Just use CSV at this point :D

maheshvaikri99

a month ago

Ha, fair. CSV gets you 80% there.

The 20% ISON adds: - Multiple named tables in one doc - Cross-table references - No escaping hell (quoted strings handled cleanly) - Schema validation (ISONantic)

If you're stuffing one flat table into context, CSV works fine. When you have users + orders + products with relationships, ISON saves you from JSON's bracket tax.

throw03172019

a month ago

So CSV with a “typed” header?

maheshvaikri99

a month ago

Essentially yes, but with a few additions CSV lacks:

1. Multiple tables in one document (table.users, table.orders) 2. References between tables (:user:42 links to id 42) 3. Object blocks for config/metadata 4. Streaming format (ISONL) for large datasets

The type annotations are optional - they help LLMs understand the schema without inference.

You could think of it as "CSV that knows about relationships" - which is exactly what multi-agent systems need when passing state around.

throw03172019

a month ago

Got it. Thanks.

Any data on how LLMs like this format? Are they able to make the associations etc?

maheshvaikri99

a month ago

Yes - I ran a 300 Questions benchmark comparing ISON vs JSON vs JSON-COMPACT etc on the same tasks.

ISON: 88.3% accuracy JSON: lower (can share exact numbers if interested)

Tested across Claude, GPT-4, DeepSeek, and Llama 3.

The key finding: LLMs handle tabular formats natively because they've seen billions of markdown tables and CSVs in training. No special prompting needed.

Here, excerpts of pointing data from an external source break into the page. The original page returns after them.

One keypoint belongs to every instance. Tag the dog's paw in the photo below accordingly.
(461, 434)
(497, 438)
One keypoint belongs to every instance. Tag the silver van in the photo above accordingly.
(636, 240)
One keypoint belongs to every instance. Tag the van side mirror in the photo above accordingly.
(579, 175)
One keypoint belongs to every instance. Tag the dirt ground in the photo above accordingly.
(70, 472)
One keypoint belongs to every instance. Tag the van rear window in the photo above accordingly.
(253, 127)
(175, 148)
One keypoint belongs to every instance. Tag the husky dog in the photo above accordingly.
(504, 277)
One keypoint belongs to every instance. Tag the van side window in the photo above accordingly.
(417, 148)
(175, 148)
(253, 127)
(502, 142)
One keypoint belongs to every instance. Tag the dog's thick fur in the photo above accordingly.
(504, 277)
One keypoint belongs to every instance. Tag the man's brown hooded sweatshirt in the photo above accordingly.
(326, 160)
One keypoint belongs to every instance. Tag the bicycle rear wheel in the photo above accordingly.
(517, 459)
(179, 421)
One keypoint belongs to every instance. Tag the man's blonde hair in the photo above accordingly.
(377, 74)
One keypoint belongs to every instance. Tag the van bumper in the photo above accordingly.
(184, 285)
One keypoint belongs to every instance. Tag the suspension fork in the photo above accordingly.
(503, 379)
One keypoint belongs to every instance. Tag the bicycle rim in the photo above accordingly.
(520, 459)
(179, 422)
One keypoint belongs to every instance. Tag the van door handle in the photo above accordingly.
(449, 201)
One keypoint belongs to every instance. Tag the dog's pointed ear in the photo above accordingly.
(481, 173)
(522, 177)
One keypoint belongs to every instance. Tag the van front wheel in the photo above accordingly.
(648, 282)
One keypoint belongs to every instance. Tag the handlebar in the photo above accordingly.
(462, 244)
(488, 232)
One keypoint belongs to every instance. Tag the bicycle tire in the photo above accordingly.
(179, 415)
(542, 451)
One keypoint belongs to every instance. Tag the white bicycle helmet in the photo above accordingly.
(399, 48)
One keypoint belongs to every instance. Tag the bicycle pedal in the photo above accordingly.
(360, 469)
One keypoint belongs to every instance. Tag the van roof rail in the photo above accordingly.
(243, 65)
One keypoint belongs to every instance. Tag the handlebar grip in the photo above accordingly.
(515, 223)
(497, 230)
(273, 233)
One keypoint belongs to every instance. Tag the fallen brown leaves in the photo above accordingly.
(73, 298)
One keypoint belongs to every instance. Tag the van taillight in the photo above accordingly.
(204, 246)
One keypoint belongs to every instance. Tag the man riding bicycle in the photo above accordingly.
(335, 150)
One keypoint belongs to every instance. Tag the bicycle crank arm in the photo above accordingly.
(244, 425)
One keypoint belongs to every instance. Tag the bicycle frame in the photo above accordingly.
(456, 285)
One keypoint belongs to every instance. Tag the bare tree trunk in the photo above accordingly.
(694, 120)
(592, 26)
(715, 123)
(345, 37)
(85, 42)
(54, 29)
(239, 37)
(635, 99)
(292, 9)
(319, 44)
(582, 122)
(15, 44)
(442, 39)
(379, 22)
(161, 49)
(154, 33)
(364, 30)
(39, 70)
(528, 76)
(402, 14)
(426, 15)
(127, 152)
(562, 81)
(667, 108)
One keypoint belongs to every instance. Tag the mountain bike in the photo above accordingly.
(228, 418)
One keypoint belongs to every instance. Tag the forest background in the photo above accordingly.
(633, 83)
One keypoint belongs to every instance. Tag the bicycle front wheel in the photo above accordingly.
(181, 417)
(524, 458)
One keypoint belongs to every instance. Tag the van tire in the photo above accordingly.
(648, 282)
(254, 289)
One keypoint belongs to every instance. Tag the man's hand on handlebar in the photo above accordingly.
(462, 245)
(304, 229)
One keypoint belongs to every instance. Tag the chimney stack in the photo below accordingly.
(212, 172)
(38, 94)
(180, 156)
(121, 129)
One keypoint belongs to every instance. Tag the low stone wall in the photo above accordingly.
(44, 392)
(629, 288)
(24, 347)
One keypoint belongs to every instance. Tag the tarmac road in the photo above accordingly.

For associations, I tested with multi-table ISON docs like:

table.users id name 1 Alice 2 Bob

table.orders id user_id product 101 :1 Widget 102 :2 Gadget

Prompt: "What did Alice order?"

All models correctly resolved :1 → Alice → Widget without explicit instructions about the reference syntax.

The 30-70% token savings come from removing JSON's structural overhead (braces, quotes, colons, commas) while keeping the same semantic density.

Haven't published formal benchmarks on this yet - that's good feedback. I should.